Fortunately, because we are instinctual beings with the ability to feel, respond and reflect, we possess the innate potential to heal even the most debilitating traumatic injuries. I am convinced, as well, that we as a global human community can begin to heal from the effects of large-scale social traumas such as war and natural disaster.

It’s About Energy

Traumatic symptoms are not caused by the ”triggering” event itself. They stem from the frozen residue of energy that has not been resolved and discharged; this residue remains trapped in the nervous system where it can wreak havoc on our bodies and spirits. The long-term, alarming, debilitating, and often bizarre symptoms of post traumatic stress disorder (PTSD) develop when we cannot complete the process of moving in, through and out of the ”immobility” or ”freezing” state. However, we can thaw by initiating and encouraging our innate drive to return to a state of dynamic equilibrium.

Let’s cut to the chase. The energy in our young impala’s nervous system as it flees from the pursuing cheetah is charged at seventy miles an hour. The moment the cheetah takes its final lunge, the impala collapses. From the outside, it looks motionless and appears to be dead, but inside, its nervous system is still supercharged at seventy miles an hour. Though it has come to a dead stop, what is now taking place in the impala’s body is similar to what occurs in your car if you floor the accelerator and stomp on the brake simultaneously. The difference between the inner racing of the nervous system (engine) and the outer immobility (brake) of the body creates a forceful turbulence inside the body similar to a tornado.

This tornado of energy is the focal point out of which form the symptoms of traumatic stress. To help visualize the power of this energy, imagine that you are making love with your partner, you are on the verge of climax, when suddenly, some outside force stops you. Now, multiply that feeling of withholding by one hundred, and you may come close to the amount of energy aroused by a life-threatening experience.

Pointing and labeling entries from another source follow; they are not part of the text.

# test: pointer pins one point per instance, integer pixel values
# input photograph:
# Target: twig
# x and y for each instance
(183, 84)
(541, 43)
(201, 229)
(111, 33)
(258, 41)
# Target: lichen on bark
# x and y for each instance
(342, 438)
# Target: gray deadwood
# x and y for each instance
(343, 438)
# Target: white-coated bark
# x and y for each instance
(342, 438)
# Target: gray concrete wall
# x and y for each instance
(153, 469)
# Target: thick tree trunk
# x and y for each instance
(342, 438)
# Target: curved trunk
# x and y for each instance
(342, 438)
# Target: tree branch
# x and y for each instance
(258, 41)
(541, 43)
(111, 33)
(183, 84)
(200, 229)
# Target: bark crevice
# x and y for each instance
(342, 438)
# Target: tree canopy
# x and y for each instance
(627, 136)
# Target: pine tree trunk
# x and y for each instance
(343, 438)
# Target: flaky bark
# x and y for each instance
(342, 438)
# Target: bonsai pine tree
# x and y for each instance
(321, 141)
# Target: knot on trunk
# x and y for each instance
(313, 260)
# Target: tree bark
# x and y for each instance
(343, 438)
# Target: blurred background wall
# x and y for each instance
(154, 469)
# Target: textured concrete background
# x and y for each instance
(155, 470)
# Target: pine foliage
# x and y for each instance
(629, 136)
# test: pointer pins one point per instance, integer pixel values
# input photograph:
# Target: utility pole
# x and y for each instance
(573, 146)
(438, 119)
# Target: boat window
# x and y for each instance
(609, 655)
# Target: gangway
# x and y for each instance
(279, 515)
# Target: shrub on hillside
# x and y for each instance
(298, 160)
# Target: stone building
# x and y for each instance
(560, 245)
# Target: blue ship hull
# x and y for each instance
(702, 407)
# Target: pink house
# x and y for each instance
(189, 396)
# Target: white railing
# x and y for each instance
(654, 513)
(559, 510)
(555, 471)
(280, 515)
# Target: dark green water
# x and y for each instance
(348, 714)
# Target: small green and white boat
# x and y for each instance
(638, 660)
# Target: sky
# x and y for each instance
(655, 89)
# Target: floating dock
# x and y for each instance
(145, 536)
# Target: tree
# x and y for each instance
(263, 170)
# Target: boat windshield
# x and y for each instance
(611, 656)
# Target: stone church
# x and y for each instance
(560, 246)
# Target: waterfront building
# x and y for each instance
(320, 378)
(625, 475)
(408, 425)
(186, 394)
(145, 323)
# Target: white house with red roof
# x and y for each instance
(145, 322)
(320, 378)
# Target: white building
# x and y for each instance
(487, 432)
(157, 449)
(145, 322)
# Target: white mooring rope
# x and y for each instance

A threatened human (or impala) must discharge all the energy mobilized to negotiate that threat or it will become a victim of trauma. This residual energy does not simply go away. It persists in the body, and often forces the formation of a wide variety of symptoms; i.e., anxiety, depression, psychosomatic and behavioral problems. These symptoms are the organism’s way of containing (or corralling) the undischarged residual energy.

Animals in the wild instinctively discharge all their compressed energy and seldom develop adverse symptoms. We humans are not as adept in this arena. When we are unable liberate these powerful forces, we become victims of trauma. In our often unsuccessful attempts to discharge these energies, we may become fixated on them. Like a moth drawn to a flame, we may unknowingly and repeatedly create situations in which the possibility to release ourselves from the trauma trap exists, but without the proper tools and resources most of us fail. The result, sadly, is that many of us become riddled with fear and anxiety and are never fully able to feel at home with ourselves or our world.

Many war veterans and victims of rape know this scenario only too well. They may spend months or even years talking about their experiences, reliving them, expressing their anger, fear and sorrow but without passing through the primitive ”immobility responses” and releasing the residual energy, they will often remain stuck in the traumatic maze and continue to experience distress.

Fortunately, the same immense energies that create the symptoms of trauma, when properly engaged and mobilized, can transform the trauma and propel us into new heights of healing, mastery, and even wisdom. Trauma resolved is a great gift, returning us to the natural world of ebb and flow, harmony, love and compassion. Having spent the last twenty-five years working with people who have been traumatized in almost every conceivable fashion, I believe that we humans have the innate capacity not only to heal ourselves, but our world, from the debilitating effects of trauma.